Why should i NOT be anonymous?

Here in NDC we truly appreciate the time and effort you put into diagnosing your patient, or help others reach a diagnosis. NDC system identifies active physician users that know how to present and analyze cases successfully. These doctors will be chosen to become officially honored members of the Neglected Diseases Collaboration. These doctors will be rewarded for their work and promoted by the site as experts in Neglected Diseases. Patients worldwide seeking for a diagnosis in complex cases could hire the recommended services of a doctor in the NDC's elite group.

How does NDC make sure its members are really Medical doctors?

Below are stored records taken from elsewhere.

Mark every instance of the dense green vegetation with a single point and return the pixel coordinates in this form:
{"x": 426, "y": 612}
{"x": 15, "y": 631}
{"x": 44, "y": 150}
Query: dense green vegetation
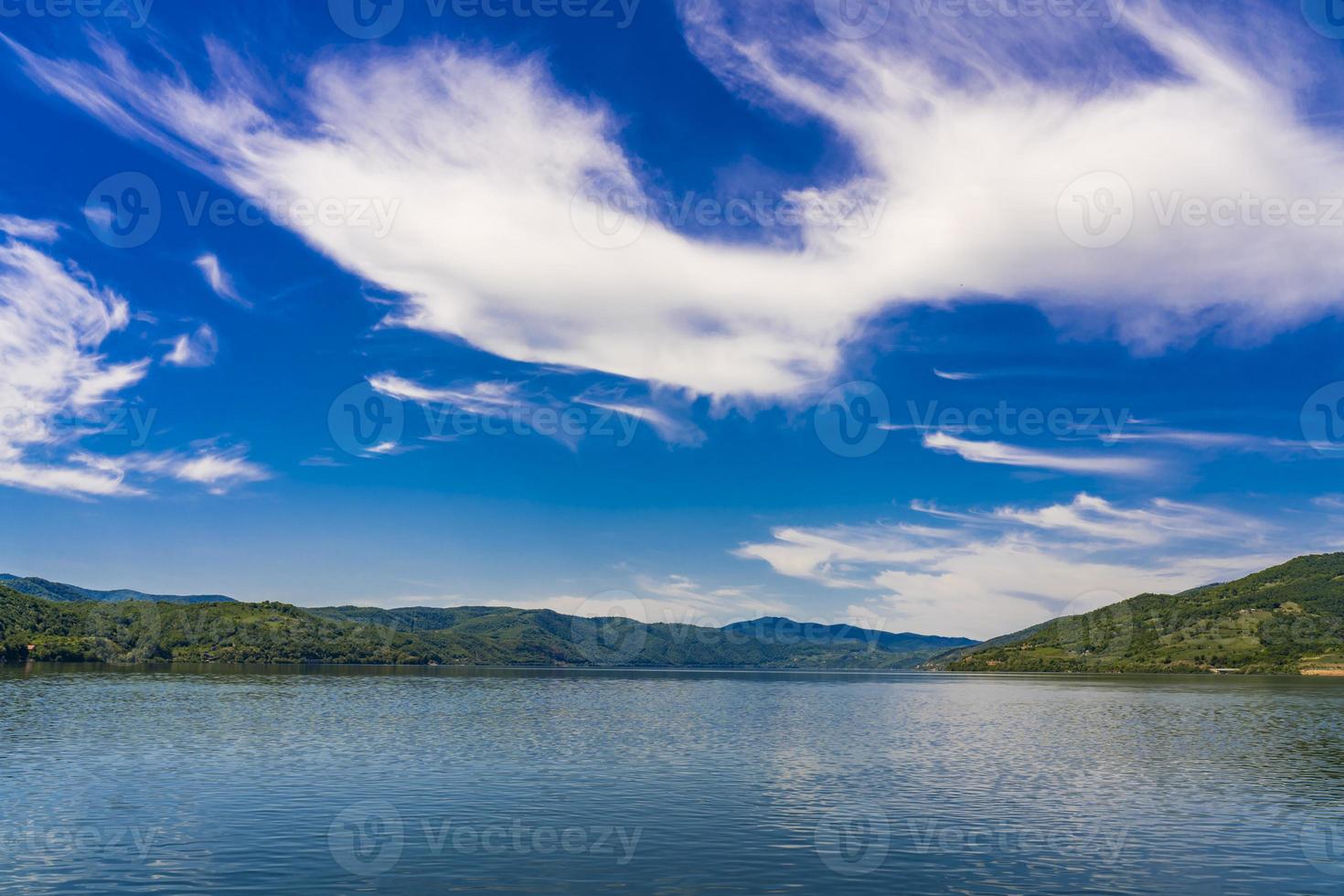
{"x": 1286, "y": 618}
{"x": 154, "y": 632}
{"x": 60, "y": 592}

Credibility means everything. That's why NDC administration authorizes the platform use solely to physicians qualified to work in their country of origin. In the registration process, the doctor must fill his personal details and upload documents required for identification and assuring that he is a registered physician in his country.

Do I need to pay for NDC membership?

Subscribe now for FREE! At its first stage, NDC will be free of charge for physicians.
NDC activity is based on using points that are called Coins. To understand how it works, read more about it in our points policy.

What if I didn't confirm any of the diagnosis I received?

In case the first assumptions round doesn't have a clear result, there will be an Onboard Discussion to help reach a final diagnosis. In this stage, the discussion will be closed only to crewmembers invited by the presenting doctor- Captain of the diagnostic odyssey. It can be authors of the previous round's diagnostic assumptions, participants of Q&A stage (Primary Discussion), specific doctors, or open to everyone- it is the captain's call.

Unlike the 1st round where only the presenting doctor sees the assumptions, The Onboard Discussion is viewed to everyone invited in it. It is similar to a concilium of chosen doctors, working on diagnosing a child patient. The presenting doctor must first publish all diagnostic assumptions that has been received so far, and their explanations. Based on all gathered information, Crewmembers of this round may submit new diagnostic assumptions (cost-100 virtual coins per assumption), and continue to Diagnosis Verification stage until reaching the final diagnosis.

Still didn't get the right diagnosis in NDC? Share your disappointment with us!
It is important for us to improve our crowdsourcing.

If I want to suggest a diagnostic assumption, why am I required to privately send it to the presenting doctor?

One of the main flaws of a public discussion is group pressure of the majority on a single participant. This type of pressure can neutralize its most important virtue - a wide range of opinions and a possibility to reach an uncommon, unique solution. This advantage is crucial especially in rare diagnostics, where a right solution can be suggested only by a few physicians. To prevent this phenomenon of group pressure, Delphi method was developed for forecasting (1959). It's most important principle is to keep your opinion secret from other discussion participant at the first deliberations round. This allows each participant to free their imagination, providing a wide range of diagnostic assumptions. However for every good side there is a bad side. Too much freedom of mind can prompt assumptions that are far from reality. Accordingly, the next step of Delphi method is revealing all different suggestions to all the participants of the first discussion round. The purpose of this open discussion will be to revise the assumptions, and find the common denominator between all of them. This will help reach the final diagnosis.